Be a good registry client

aidansteele commented 1 year ago

TODO: this issue itself needs to be fleshed out, hopefully based on feedback from registry operators.

This app boils down to being a Docker registry client. Docker registries are expensive to run and most place limits on excessive usage. See:

Docker Hub
ECR Public
(TODO) ghcr.io
(TODO) gcr.io
(TODO) mcr.microsoft.com

Goals:

Minimise end-user latency for ima.ge.cx (people only use fast websites)
Minimise resource consumption / impact on registries (I don't want to be a jerk)
Minimise hosting costs incurred by me (I'm paying for this out of my pocket and don't want it to sting)

Some questions that first come to mind:

When a user requests to view a file, I make Range requests to retrieve ~1MB from the blob that contains the file. Is that acceptable? Or should I mirror them in my own S3 bucket? ($$$ could add up quickly)
Is it acceptable for /api/lookup to query registries (e.g. at /v2/*/manifests) directly? Or should I cache that data in DynamoDB for some period of time? Does putting it behind CloudFront mitigate the problem?
Do any of the answers change if I later #14?
What issues am I not even considering yet?
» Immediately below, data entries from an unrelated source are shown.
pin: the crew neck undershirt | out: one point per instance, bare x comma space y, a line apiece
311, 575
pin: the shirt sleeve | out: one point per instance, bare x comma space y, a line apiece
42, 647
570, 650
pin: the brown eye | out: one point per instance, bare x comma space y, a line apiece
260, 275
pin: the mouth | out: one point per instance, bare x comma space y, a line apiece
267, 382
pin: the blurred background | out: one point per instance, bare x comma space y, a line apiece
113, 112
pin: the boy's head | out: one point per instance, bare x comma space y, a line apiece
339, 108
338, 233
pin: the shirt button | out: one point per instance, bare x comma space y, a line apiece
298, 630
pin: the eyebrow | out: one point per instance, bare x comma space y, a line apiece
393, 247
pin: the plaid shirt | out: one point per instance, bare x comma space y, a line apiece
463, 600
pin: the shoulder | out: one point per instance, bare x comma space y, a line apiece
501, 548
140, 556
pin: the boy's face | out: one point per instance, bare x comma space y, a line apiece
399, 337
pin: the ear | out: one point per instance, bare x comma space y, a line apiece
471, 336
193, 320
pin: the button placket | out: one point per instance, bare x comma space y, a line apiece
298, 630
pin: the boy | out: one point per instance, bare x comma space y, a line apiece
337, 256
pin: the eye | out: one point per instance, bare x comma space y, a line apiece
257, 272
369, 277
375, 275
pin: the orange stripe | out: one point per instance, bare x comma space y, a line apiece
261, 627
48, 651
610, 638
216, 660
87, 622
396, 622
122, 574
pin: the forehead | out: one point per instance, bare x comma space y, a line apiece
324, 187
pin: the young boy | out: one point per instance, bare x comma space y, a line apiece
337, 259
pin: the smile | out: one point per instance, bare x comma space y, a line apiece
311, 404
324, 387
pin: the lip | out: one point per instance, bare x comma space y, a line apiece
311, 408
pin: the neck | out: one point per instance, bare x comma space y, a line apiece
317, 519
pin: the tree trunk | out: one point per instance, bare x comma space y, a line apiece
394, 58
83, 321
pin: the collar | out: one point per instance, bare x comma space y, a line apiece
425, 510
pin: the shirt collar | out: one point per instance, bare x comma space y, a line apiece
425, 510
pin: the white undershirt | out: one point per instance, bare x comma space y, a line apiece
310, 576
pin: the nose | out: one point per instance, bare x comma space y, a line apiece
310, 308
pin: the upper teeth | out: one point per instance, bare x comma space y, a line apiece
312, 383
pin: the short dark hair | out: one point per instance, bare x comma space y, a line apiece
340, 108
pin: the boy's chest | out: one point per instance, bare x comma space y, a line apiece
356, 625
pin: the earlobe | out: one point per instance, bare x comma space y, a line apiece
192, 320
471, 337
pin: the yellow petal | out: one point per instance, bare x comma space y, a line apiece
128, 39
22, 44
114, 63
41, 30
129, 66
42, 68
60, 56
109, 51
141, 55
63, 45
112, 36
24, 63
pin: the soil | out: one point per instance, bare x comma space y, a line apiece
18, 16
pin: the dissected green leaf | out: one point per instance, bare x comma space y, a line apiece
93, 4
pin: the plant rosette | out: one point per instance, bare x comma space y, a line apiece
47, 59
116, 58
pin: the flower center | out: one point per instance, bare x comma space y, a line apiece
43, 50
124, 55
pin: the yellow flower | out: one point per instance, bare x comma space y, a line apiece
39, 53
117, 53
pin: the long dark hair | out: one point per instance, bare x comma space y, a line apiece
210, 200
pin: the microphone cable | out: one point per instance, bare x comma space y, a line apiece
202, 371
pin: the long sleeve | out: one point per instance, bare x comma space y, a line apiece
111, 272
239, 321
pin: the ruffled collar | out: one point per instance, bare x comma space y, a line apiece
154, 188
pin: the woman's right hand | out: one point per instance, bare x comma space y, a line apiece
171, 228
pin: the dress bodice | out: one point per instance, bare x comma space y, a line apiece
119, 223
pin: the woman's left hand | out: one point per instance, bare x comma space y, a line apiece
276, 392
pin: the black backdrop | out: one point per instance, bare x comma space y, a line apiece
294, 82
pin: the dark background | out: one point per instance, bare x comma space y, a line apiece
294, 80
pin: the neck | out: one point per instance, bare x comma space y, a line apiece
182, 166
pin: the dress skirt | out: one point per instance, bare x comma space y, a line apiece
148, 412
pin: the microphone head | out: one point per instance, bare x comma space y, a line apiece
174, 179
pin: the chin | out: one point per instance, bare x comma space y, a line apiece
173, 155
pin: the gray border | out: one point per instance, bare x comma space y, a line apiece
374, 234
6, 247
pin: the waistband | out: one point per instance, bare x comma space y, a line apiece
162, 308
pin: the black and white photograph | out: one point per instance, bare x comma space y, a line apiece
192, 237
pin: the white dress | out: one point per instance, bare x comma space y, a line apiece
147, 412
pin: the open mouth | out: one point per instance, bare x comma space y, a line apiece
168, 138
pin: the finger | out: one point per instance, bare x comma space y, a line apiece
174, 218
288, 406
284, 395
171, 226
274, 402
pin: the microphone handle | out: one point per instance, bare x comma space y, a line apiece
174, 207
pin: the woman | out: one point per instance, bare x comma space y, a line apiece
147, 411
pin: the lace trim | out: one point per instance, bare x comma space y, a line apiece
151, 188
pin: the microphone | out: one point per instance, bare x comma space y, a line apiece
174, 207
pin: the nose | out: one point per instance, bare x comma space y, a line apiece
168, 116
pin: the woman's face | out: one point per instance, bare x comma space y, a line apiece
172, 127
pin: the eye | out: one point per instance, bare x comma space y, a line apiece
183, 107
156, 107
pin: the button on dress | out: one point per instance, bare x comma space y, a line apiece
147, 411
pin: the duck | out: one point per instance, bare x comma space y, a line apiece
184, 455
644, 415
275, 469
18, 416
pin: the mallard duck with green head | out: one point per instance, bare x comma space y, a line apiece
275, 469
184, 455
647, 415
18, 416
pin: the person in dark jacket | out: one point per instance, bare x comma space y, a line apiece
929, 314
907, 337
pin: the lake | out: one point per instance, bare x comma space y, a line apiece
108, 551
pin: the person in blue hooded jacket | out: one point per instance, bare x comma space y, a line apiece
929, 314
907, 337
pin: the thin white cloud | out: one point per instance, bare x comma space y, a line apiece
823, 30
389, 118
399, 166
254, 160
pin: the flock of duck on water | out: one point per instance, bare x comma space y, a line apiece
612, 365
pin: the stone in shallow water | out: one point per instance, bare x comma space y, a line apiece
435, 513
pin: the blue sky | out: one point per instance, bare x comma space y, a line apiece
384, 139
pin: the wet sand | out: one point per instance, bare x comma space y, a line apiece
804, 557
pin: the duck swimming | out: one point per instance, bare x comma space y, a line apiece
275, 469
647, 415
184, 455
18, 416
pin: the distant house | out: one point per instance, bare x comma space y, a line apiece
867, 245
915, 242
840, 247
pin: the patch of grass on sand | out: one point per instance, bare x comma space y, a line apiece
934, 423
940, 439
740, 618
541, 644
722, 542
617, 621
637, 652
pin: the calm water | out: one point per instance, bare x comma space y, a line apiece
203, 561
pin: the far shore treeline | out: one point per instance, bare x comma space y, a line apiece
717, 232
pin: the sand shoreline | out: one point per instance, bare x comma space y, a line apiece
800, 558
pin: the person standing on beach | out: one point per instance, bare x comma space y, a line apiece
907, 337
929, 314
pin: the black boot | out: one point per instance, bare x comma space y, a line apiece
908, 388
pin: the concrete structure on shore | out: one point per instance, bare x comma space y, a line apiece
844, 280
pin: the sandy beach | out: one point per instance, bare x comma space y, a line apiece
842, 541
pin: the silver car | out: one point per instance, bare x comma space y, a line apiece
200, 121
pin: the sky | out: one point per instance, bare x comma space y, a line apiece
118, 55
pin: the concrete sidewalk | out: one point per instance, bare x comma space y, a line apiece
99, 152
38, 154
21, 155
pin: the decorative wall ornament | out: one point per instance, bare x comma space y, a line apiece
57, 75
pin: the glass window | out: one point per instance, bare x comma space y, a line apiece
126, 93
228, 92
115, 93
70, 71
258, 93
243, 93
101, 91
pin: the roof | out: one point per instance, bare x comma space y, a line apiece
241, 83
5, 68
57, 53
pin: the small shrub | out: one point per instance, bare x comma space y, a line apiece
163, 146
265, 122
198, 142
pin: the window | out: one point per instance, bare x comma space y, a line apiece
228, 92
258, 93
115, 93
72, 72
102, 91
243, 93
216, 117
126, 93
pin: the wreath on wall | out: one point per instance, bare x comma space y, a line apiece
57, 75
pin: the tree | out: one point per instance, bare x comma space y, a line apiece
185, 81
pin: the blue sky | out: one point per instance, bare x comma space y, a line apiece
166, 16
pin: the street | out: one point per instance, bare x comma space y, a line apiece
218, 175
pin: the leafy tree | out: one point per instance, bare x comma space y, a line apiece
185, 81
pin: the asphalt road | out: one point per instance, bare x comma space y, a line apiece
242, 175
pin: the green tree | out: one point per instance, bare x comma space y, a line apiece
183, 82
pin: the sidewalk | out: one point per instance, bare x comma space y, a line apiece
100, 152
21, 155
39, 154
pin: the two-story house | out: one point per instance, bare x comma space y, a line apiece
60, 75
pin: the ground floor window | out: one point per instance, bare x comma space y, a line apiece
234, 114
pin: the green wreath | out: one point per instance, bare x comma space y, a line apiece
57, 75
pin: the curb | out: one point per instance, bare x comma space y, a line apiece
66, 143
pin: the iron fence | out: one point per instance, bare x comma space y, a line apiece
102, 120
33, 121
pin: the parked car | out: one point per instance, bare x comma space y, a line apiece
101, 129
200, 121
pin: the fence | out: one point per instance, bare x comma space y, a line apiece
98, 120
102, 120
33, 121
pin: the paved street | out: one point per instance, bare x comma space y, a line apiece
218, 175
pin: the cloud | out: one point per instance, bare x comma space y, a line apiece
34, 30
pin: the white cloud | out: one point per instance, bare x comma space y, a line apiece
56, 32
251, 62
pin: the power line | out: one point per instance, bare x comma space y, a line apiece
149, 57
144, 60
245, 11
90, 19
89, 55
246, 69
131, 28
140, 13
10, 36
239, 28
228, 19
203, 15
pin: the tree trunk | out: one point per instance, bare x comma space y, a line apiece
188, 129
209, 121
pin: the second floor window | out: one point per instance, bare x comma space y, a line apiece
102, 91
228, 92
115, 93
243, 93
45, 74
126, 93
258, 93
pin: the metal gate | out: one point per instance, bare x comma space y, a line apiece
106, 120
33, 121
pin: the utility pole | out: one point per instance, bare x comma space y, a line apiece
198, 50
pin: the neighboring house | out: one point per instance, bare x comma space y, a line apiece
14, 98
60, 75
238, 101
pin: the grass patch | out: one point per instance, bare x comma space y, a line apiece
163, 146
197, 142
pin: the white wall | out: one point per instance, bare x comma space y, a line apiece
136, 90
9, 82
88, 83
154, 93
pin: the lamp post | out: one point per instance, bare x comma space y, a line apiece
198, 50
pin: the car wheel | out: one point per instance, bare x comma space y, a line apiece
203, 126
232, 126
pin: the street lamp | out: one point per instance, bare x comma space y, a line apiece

monken commented 1 year ago

Ask users to sign up for your service
Ask users to provide their API key for Docker Hub (and the others) which you can then use to make the requests
Otherwise, they will only see cached results
Cache files on EFS with a sensible lifecycle policy and mount the EFS volume in your lambda

This sort of infrastructure would be required for private images anyways.

jlbutler commented 1 year ago

This is super cool @aidansteele.

I haven't seen the backend code, but seeing that you're doing ranged gets, definitely wanted to point you at the Streaming OCI project. Maybe you will find a way to leverage this - lazy loading files vs the 1MB chunk fetch might be cool?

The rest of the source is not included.